Department of Critical Care Medicine, Zhejiang Hospital, Hangzhou, China.
Ann Palliat Med. 2021 Oct;10(10):10349-10359. doi: 10.21037/apm-21-747. Epub 2021 Aug 11.
For many years, airway pressure release ventilation (APRV) has been used to manage patients with lung conditions such as acute respiratory distress syndrome (ARDS). However, it is still unclear whether APRV improves outcomes in critically ill ARDS patients who have been admitted to an intensive care unit (ICU).
In this study, randomized controlled trials (RCTs) were used to compare the efficacy of APRV to traditional modes of mechanical ventilation. RCTs were sourced from PubMed, Cochrane, and Embase databases (the last dates from August 8, 2019). The Cochrane Handbook for Systematic Reviews of Interventions was used to assess the risk of bias. The relative risk (RR), mean difference (MD), and 95% confidence intervals (CI) were then determined. Article types such as observational studies, case reports, animal studies, etc., were excluded from our meta-analysis. In total, the data of 6 RCTs and 360 ARDS patients were examined.

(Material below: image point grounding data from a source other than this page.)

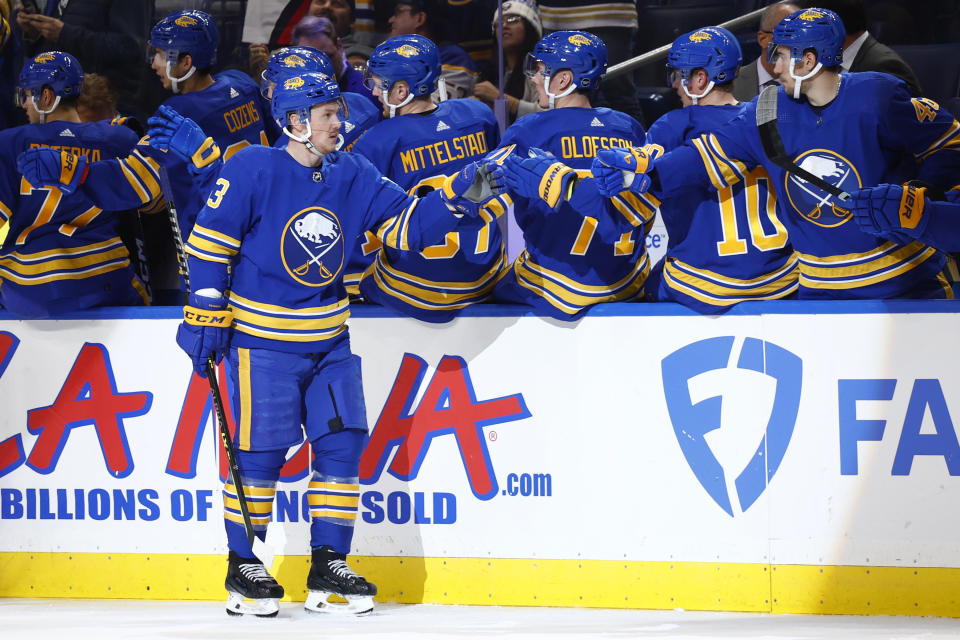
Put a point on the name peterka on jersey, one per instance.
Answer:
(92, 155)
(444, 151)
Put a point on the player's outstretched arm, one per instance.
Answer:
(172, 133)
(906, 213)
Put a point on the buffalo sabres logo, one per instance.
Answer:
(294, 60)
(312, 247)
(294, 83)
(811, 202)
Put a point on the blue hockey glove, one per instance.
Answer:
(205, 330)
(891, 210)
(169, 131)
(540, 175)
(618, 170)
(45, 168)
(468, 190)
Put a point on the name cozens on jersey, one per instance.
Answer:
(92, 155)
(312, 247)
(243, 116)
(811, 202)
(444, 151)
(586, 146)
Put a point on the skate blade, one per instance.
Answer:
(319, 602)
(237, 605)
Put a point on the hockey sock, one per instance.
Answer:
(259, 471)
(334, 492)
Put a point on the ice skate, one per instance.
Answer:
(251, 590)
(330, 576)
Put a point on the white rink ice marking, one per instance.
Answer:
(122, 619)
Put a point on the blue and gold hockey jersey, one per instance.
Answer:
(277, 234)
(63, 252)
(860, 139)
(232, 112)
(725, 246)
(577, 258)
(416, 151)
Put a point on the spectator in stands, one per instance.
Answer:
(424, 18)
(861, 51)
(106, 36)
(521, 31)
(320, 33)
(759, 73)
(614, 22)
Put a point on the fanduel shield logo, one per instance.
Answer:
(719, 398)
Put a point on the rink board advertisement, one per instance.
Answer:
(764, 461)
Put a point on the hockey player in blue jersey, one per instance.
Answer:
(853, 130)
(908, 212)
(267, 257)
(581, 248)
(290, 61)
(63, 253)
(227, 106)
(420, 144)
(727, 246)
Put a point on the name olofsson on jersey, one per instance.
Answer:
(92, 155)
(241, 117)
(443, 152)
(586, 146)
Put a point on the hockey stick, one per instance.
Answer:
(221, 415)
(773, 144)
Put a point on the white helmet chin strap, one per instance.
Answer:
(799, 79)
(553, 97)
(305, 140)
(394, 107)
(694, 96)
(44, 114)
(174, 86)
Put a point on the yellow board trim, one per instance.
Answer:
(520, 582)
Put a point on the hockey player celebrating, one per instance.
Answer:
(417, 146)
(291, 61)
(851, 130)
(62, 252)
(266, 261)
(728, 247)
(227, 106)
(581, 248)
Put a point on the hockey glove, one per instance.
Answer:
(540, 176)
(891, 211)
(468, 190)
(618, 170)
(44, 168)
(169, 131)
(205, 330)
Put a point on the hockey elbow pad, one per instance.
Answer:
(46, 168)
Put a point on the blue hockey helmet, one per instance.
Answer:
(55, 69)
(190, 31)
(818, 29)
(713, 49)
(298, 94)
(411, 58)
(583, 53)
(293, 61)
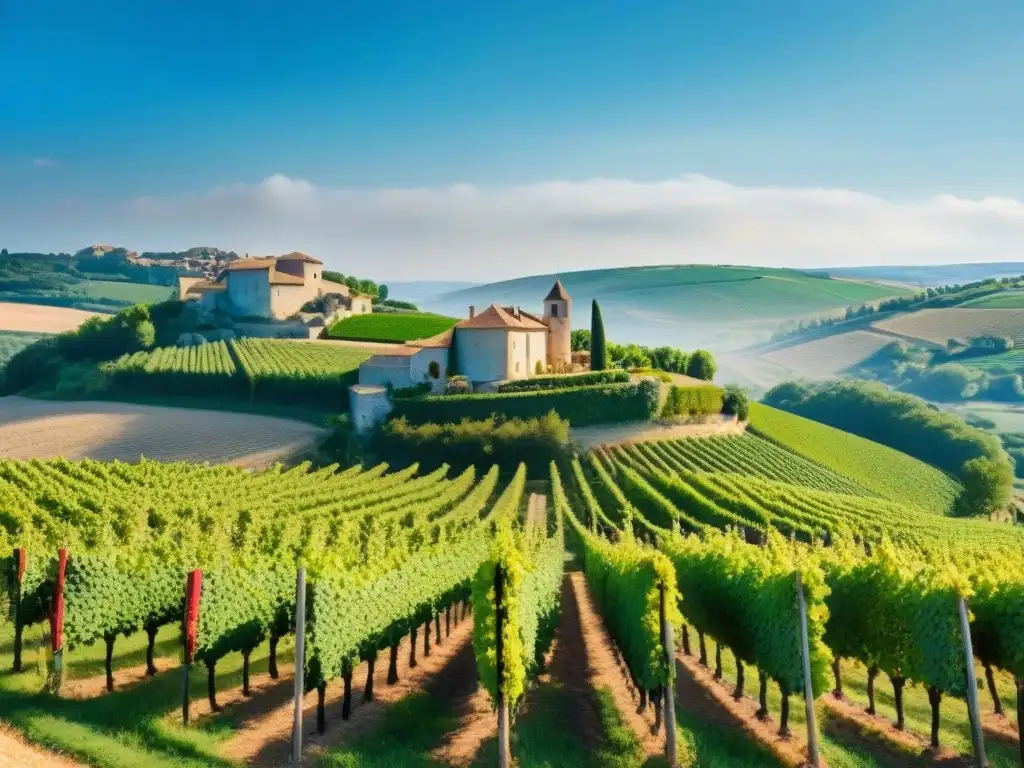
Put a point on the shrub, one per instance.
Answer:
(458, 385)
(701, 366)
(947, 382)
(564, 382)
(580, 406)
(506, 442)
(81, 380)
(692, 401)
(735, 402)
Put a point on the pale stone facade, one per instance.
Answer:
(270, 288)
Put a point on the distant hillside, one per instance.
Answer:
(934, 274)
(684, 305)
(425, 289)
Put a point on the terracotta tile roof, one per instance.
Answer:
(331, 287)
(298, 256)
(503, 317)
(283, 279)
(557, 293)
(440, 341)
(206, 287)
(265, 263)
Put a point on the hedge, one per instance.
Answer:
(692, 401)
(508, 443)
(579, 406)
(565, 382)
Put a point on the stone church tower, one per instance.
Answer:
(557, 316)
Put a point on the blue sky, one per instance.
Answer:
(104, 102)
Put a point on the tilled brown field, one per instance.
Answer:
(40, 320)
(42, 429)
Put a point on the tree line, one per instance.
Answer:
(604, 354)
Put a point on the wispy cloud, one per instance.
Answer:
(472, 232)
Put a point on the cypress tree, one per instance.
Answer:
(598, 351)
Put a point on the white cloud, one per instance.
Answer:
(470, 232)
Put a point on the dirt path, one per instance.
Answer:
(16, 753)
(89, 687)
(589, 659)
(697, 691)
(642, 431)
(581, 660)
(40, 429)
(878, 734)
(41, 320)
(264, 721)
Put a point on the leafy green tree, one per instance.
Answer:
(735, 401)
(987, 483)
(634, 355)
(598, 350)
(701, 366)
(581, 340)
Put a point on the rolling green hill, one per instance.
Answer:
(685, 305)
(889, 473)
(390, 328)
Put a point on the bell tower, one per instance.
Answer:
(557, 311)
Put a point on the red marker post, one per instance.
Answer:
(194, 591)
(19, 561)
(56, 621)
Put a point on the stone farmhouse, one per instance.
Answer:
(271, 288)
(497, 344)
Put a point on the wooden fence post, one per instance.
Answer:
(669, 697)
(504, 752)
(972, 689)
(56, 622)
(812, 726)
(300, 662)
(194, 591)
(18, 568)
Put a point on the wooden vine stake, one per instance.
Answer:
(18, 573)
(56, 622)
(972, 689)
(668, 697)
(504, 753)
(194, 590)
(812, 726)
(300, 664)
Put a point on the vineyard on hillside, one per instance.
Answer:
(796, 568)
(882, 470)
(829, 356)
(384, 552)
(267, 370)
(884, 594)
(938, 326)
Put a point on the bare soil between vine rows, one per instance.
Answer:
(264, 722)
(16, 753)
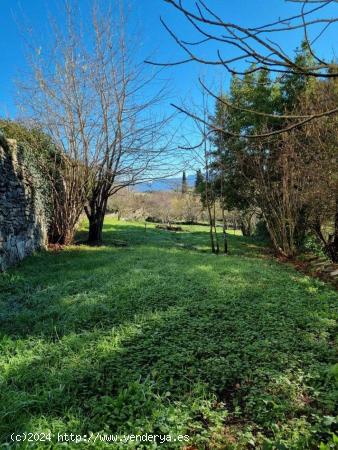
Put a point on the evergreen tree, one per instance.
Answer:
(184, 183)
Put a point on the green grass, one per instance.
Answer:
(163, 337)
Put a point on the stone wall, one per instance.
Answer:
(22, 222)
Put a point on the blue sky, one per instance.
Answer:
(154, 39)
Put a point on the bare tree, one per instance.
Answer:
(92, 96)
(256, 48)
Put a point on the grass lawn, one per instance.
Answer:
(163, 337)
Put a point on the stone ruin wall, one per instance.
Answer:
(22, 223)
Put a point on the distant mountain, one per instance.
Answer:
(165, 184)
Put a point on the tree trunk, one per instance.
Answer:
(332, 247)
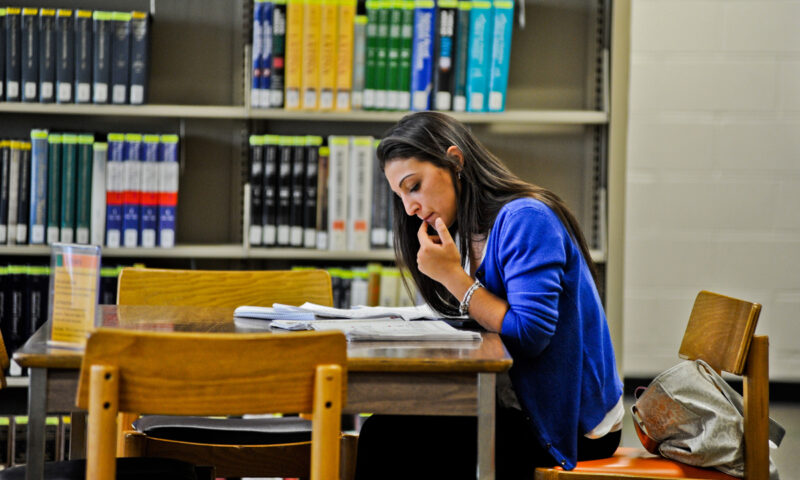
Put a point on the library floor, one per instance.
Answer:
(786, 457)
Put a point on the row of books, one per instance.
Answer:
(403, 55)
(309, 195)
(80, 56)
(66, 187)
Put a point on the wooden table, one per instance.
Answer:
(411, 378)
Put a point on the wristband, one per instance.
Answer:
(463, 308)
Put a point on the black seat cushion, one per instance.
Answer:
(226, 431)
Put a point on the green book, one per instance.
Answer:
(53, 187)
(83, 211)
(69, 171)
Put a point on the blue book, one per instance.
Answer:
(167, 190)
(30, 54)
(422, 54)
(65, 55)
(140, 45)
(133, 184)
(38, 213)
(120, 56)
(149, 191)
(115, 186)
(501, 52)
(480, 54)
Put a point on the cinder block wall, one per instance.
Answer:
(713, 174)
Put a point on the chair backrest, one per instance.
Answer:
(223, 288)
(721, 332)
(213, 374)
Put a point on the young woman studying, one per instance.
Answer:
(478, 240)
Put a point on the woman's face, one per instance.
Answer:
(426, 190)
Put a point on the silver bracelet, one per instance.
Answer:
(463, 308)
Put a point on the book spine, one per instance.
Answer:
(83, 213)
(278, 71)
(120, 56)
(461, 56)
(101, 58)
(255, 229)
(98, 221)
(310, 196)
(501, 54)
(337, 191)
(328, 67)
(270, 191)
(297, 191)
(30, 54)
(115, 189)
(359, 201)
(168, 190)
(69, 171)
(480, 53)
(294, 53)
(140, 56)
(53, 187)
(83, 56)
(39, 179)
(149, 195)
(24, 206)
(359, 62)
(443, 54)
(13, 53)
(47, 55)
(65, 55)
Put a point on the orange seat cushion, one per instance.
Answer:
(635, 461)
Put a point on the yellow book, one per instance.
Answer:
(309, 81)
(327, 54)
(344, 54)
(294, 53)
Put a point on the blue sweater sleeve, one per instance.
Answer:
(531, 250)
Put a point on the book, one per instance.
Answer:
(97, 225)
(39, 180)
(148, 197)
(422, 54)
(69, 173)
(312, 145)
(102, 33)
(24, 201)
(115, 189)
(270, 191)
(501, 52)
(120, 56)
(338, 163)
(168, 190)
(83, 208)
(140, 57)
(461, 56)
(443, 54)
(131, 205)
(359, 202)
(65, 55)
(278, 72)
(13, 53)
(53, 188)
(480, 54)
(29, 52)
(84, 55)
(47, 55)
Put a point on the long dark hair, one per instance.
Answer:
(485, 185)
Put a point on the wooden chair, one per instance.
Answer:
(720, 331)
(212, 374)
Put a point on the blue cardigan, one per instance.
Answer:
(564, 373)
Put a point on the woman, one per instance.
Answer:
(478, 240)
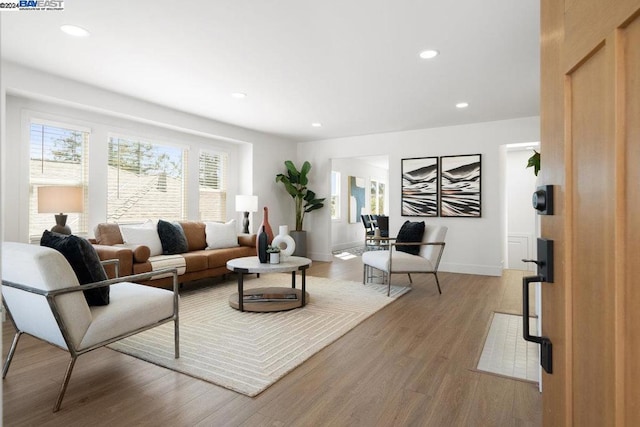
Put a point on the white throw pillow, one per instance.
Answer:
(143, 234)
(220, 235)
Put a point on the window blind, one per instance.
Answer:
(58, 155)
(145, 181)
(213, 186)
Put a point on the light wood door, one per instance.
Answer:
(590, 147)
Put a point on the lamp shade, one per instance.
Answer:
(246, 203)
(60, 199)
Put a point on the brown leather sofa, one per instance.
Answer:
(197, 263)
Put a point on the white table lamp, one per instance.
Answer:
(59, 199)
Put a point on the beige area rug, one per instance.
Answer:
(247, 352)
(506, 353)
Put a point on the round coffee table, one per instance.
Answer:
(269, 298)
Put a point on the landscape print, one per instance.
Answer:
(460, 185)
(420, 186)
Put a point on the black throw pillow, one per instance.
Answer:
(410, 232)
(84, 261)
(172, 238)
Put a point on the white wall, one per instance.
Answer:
(343, 234)
(521, 217)
(474, 245)
(254, 155)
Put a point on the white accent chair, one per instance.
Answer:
(44, 299)
(393, 261)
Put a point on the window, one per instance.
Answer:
(377, 197)
(335, 195)
(213, 186)
(145, 181)
(57, 156)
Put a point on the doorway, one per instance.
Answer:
(347, 231)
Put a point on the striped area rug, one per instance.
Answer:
(247, 352)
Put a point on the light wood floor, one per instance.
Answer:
(412, 364)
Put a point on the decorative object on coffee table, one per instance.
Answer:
(274, 254)
(284, 242)
(252, 265)
(59, 199)
(263, 244)
(267, 227)
(246, 204)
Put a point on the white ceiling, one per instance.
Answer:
(352, 65)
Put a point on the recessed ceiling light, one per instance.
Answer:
(74, 30)
(428, 54)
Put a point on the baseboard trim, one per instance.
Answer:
(483, 270)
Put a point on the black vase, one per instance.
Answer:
(263, 242)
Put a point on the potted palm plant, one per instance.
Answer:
(295, 182)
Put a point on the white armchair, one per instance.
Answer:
(44, 299)
(393, 261)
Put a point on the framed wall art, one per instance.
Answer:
(356, 198)
(420, 186)
(460, 184)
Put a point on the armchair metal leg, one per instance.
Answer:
(12, 350)
(437, 283)
(176, 337)
(65, 382)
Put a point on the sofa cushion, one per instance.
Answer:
(143, 234)
(172, 238)
(84, 260)
(195, 261)
(410, 232)
(221, 235)
(167, 261)
(194, 231)
(108, 233)
(219, 257)
(141, 253)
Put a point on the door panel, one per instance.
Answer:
(592, 246)
(590, 147)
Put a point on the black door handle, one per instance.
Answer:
(545, 343)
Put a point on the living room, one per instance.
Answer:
(475, 247)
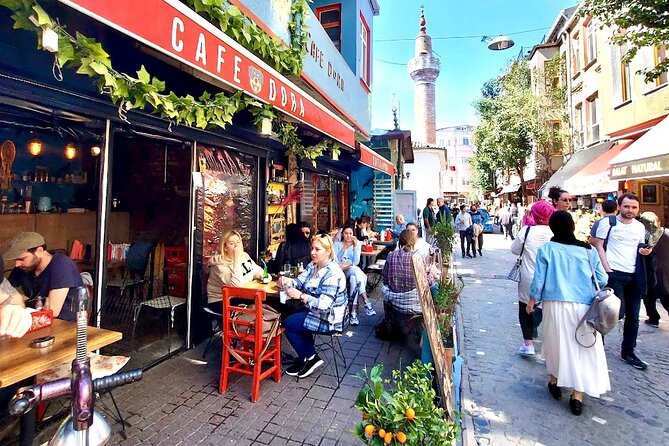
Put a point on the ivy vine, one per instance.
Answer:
(230, 20)
(87, 56)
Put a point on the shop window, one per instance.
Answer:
(578, 126)
(365, 74)
(661, 55)
(330, 18)
(592, 111)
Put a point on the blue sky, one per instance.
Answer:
(466, 63)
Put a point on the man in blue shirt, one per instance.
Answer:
(42, 275)
(444, 213)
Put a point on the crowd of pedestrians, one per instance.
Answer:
(559, 276)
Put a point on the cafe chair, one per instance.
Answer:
(245, 341)
(160, 303)
(101, 366)
(331, 341)
(127, 291)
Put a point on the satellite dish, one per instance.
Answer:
(500, 43)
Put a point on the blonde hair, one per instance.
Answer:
(326, 242)
(228, 235)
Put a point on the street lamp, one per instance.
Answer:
(498, 43)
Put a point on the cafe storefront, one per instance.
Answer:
(643, 168)
(146, 180)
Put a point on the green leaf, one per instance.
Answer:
(143, 75)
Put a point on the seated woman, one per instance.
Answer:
(232, 266)
(322, 288)
(295, 249)
(399, 291)
(347, 253)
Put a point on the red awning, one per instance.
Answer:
(177, 31)
(594, 178)
(370, 158)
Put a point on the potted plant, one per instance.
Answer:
(401, 410)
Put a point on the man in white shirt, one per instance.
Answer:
(626, 238)
(463, 223)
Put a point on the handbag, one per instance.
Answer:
(514, 274)
(603, 313)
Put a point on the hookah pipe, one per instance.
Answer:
(81, 386)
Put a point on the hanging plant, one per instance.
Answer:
(229, 19)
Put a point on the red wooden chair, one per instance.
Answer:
(244, 340)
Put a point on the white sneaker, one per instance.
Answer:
(526, 350)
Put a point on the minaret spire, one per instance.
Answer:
(424, 69)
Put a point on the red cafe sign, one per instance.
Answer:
(370, 158)
(174, 29)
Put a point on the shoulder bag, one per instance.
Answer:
(603, 313)
(514, 274)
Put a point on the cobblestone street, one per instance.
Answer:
(178, 403)
(505, 399)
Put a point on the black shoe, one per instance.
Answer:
(652, 323)
(310, 366)
(296, 368)
(634, 361)
(555, 391)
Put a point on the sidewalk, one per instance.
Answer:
(505, 399)
(178, 403)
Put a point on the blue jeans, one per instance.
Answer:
(625, 287)
(299, 337)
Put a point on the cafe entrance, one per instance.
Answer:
(146, 290)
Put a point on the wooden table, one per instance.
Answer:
(18, 361)
(271, 289)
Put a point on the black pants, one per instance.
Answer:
(625, 287)
(650, 300)
(466, 236)
(528, 322)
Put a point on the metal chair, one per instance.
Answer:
(331, 341)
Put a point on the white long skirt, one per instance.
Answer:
(580, 368)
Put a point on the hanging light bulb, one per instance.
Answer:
(70, 151)
(35, 147)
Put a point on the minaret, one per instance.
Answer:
(424, 70)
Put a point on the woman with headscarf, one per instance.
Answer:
(563, 281)
(560, 198)
(526, 245)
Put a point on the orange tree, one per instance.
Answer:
(401, 410)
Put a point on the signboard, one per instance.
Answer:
(657, 166)
(175, 30)
(370, 158)
(442, 369)
(325, 69)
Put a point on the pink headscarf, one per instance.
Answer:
(541, 212)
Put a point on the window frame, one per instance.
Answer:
(365, 56)
(328, 8)
(593, 108)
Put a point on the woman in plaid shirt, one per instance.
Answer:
(322, 289)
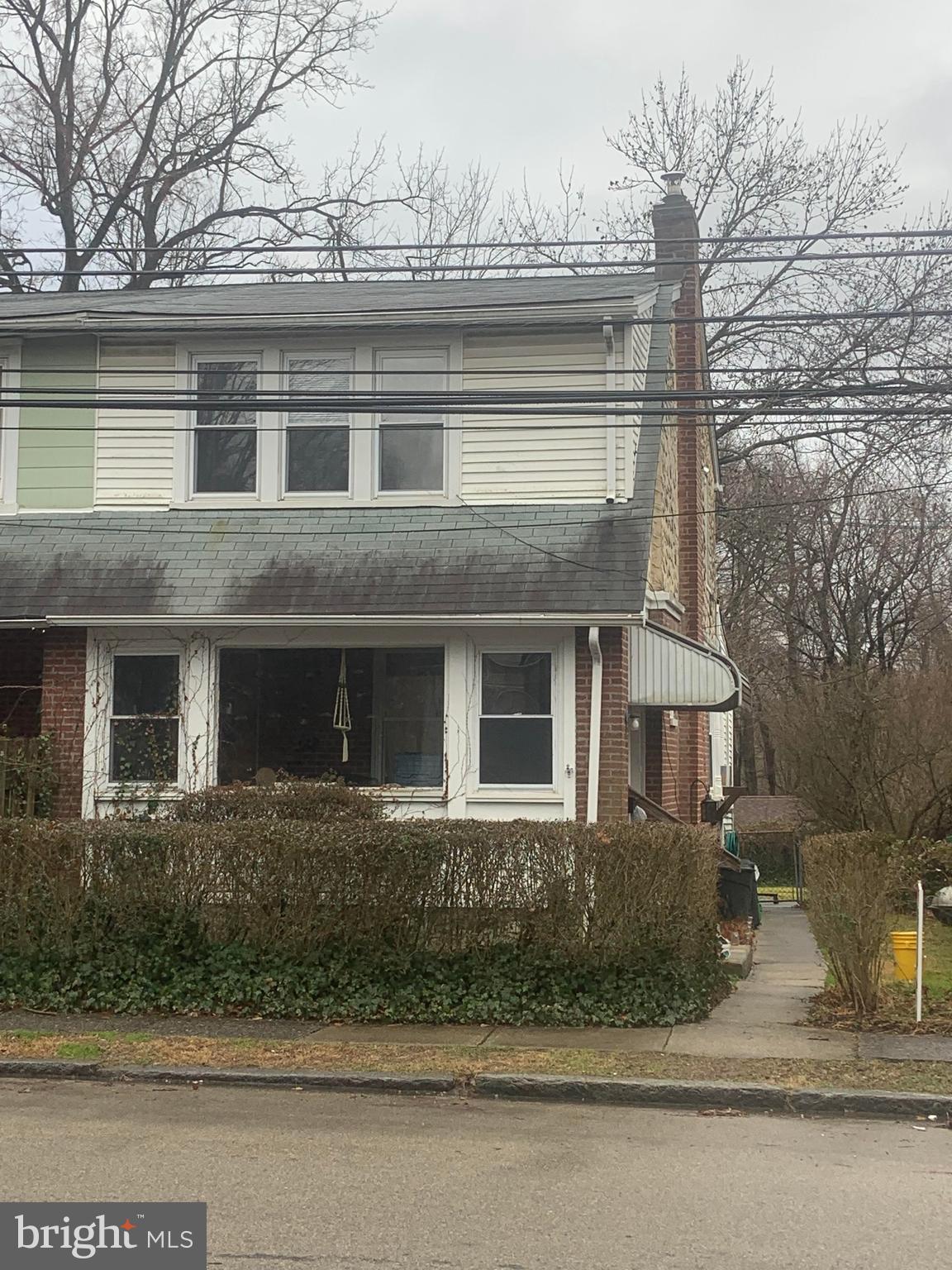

Six studies with 360 patients were included, our meta-analysis showed that the mean arterial pressure (MAP) in the APRV group was higher than that in the traditional mechanical ventilation group (MD =2.35, 95% CI: 1.05-3.64, P=0.0004). The peak pressure (Ppeak) was also lower in the APRV group with a statistical difference noted (MD =-2.04, 95% CI: -3.33 to -0.75, P=0.002). Despite this, no significant beneficial effect on the oxygen index (PaO2/FiO2) was shown between the two groups (MD =26.24, 95% CI: -26.50 to 78.97, P=0.33). Compared with conventional mechanical ventilation, APRV significantly improved 28-day mortality (RR =0.66, 95% CI: 0.47-0.94, P=0.02).
All the included studies were considered to have an unclear risk of bias. We determined that for critically ill patients with ARDS, the application of APRV is associated with an increase in MAP. Inversely, a reduction of the airway Ppeak and 28-day mortality was recorded. There was no sufficient evidence to support the idea that APRV is superior to conventional mechanical ventilation in improving PaO2/FiO2.
多年来,气道压力释放通气(APRV)一直用于治疗急性呼吸窘迫综合征(ARDS)等肺部疾病患者。然而,目前仍不清楚 APRV 是否能改善入住重症监护病房(ICU)的危重症 ARDS 患者的结局。
本研究使用随机对照试验(RCT)比较了 APRV 与传统机械通气模式的疗效。RCT 来自 PubMed、Cochrane 和 Embase 数据库(最后日期为 2019 年 8 月 8 日)。使用 Cochrane 干预系统评价手册评估偏倚风险。然后确定相对风险(RR)、均数差(MD)和 95%置信区间(CI)。我们的荟萃分析排除了观察性研究、病例报告、动物研究等文章类型。共检查了 6 项 RCT 和 360 名 ARDS 患者的数据。
纳入了 6 项研究共 360 名患者,我们的荟萃分析表明 APRV 组的平均动脉压(MAP)高于传统机械通气组(MD=2.35,95%CI:1.05-3.64,P=0.0004)。APRV 组的峰压(Ppeak)也较低,且具有统计学差异(MD=-2.04,95%CI:-3.33 至-0.75,P=0.002)。尽管如此,两组之间的氧指数(PaO2/FiO2)并没有显示出显著的有益效果(MD=26.24,95%CI:-26.50 至 78.97,P=0.33)。与常规机械通气相比,APRV 可显著降低 28 天死亡率(RR=0.66,95%CI:0.47-0.94,P=0.02)。
所有纳入的研究均被认为存在偏倚风险不确定。我们确定,对于患有 ARDS 的危重症患者,应用 APRV 与 MAP 升高相关。相反,气道 Ppeak 和 28 天死亡率降低。没有足够的证据支持 APRV 在改善 PaO2/FiO2 方面优于常规机械通气的观点。